RATINGS AGENCY RESPONSE:GLOBAL RATINGS agency Fitch has reaffirmed its triple-A rating for State debt in the wake of the Government's announcement of its guarantee for Irish banks.
The agency affirmed Ireland's long-term foreign and local currency issuer default ratings as "AAA" with a "stable outlook".
The rating is a measure of the agency's view of the ability of Ireland to meet its financial commitments on a timely basis. AAA is the highest possible rating.
Some observers had questioned whether the Government's huge guarantee for Irish banks would have the effect of downgrading Ireland's credit rating.
Commenting on the Government's two-year guarantee on the deposits and debt liabilities of six domestic banks, the agency said: "This proactive measure should help buttress confidence in the Irish financial system and limit the risks of a deeper-and-more-prolonged-than-necessary recession at a time of unusual stress in global banking markets.

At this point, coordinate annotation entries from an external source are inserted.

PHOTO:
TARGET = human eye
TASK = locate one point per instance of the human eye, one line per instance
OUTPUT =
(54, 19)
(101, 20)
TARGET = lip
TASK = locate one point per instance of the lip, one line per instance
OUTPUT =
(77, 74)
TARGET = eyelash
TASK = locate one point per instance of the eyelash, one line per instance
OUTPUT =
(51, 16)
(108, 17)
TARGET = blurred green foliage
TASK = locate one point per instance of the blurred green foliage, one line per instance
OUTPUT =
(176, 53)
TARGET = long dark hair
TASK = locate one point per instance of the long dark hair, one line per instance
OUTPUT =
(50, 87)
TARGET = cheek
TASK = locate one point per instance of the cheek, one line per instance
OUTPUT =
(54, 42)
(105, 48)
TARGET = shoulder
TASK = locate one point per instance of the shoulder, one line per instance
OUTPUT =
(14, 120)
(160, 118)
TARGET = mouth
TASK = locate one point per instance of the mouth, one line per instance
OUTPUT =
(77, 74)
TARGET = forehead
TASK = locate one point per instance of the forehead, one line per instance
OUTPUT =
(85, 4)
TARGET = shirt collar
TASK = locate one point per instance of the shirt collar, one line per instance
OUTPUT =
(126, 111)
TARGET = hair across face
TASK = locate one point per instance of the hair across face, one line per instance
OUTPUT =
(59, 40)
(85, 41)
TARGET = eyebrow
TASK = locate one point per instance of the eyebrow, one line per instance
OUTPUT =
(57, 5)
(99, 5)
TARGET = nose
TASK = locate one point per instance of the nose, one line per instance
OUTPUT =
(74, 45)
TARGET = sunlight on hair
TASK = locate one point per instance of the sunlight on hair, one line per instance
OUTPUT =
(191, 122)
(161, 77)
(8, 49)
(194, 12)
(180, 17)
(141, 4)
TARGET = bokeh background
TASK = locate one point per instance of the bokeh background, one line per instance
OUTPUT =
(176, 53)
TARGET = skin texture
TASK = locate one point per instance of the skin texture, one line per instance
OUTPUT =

"While the amount of liabilities covered by the guarantee is more than double Irish gross domestic product [GDP], the Government will receive fee income to help protect taxpayers against any potential costs relating to possible calls on the guarantee."
It added: "Moreover, Ireland's low Government debt ratio - at 25.4 per cent of GDP at end-2007 compared to an 'AAA' median of 44.4 per cent - gives the Government significant balance-sheet headroom to absorb fiscal costs pertaining to the guarantees, should any materialise, enhancing the credibility of the measure."
Another global ratings agency, Moodys, said last night that it viewed the guarantee as "being potentially helpful as it should improve the ability of the six institutions to raise funding in the capital markets at a time when many financial institutions are suffering from a lack of market confidence".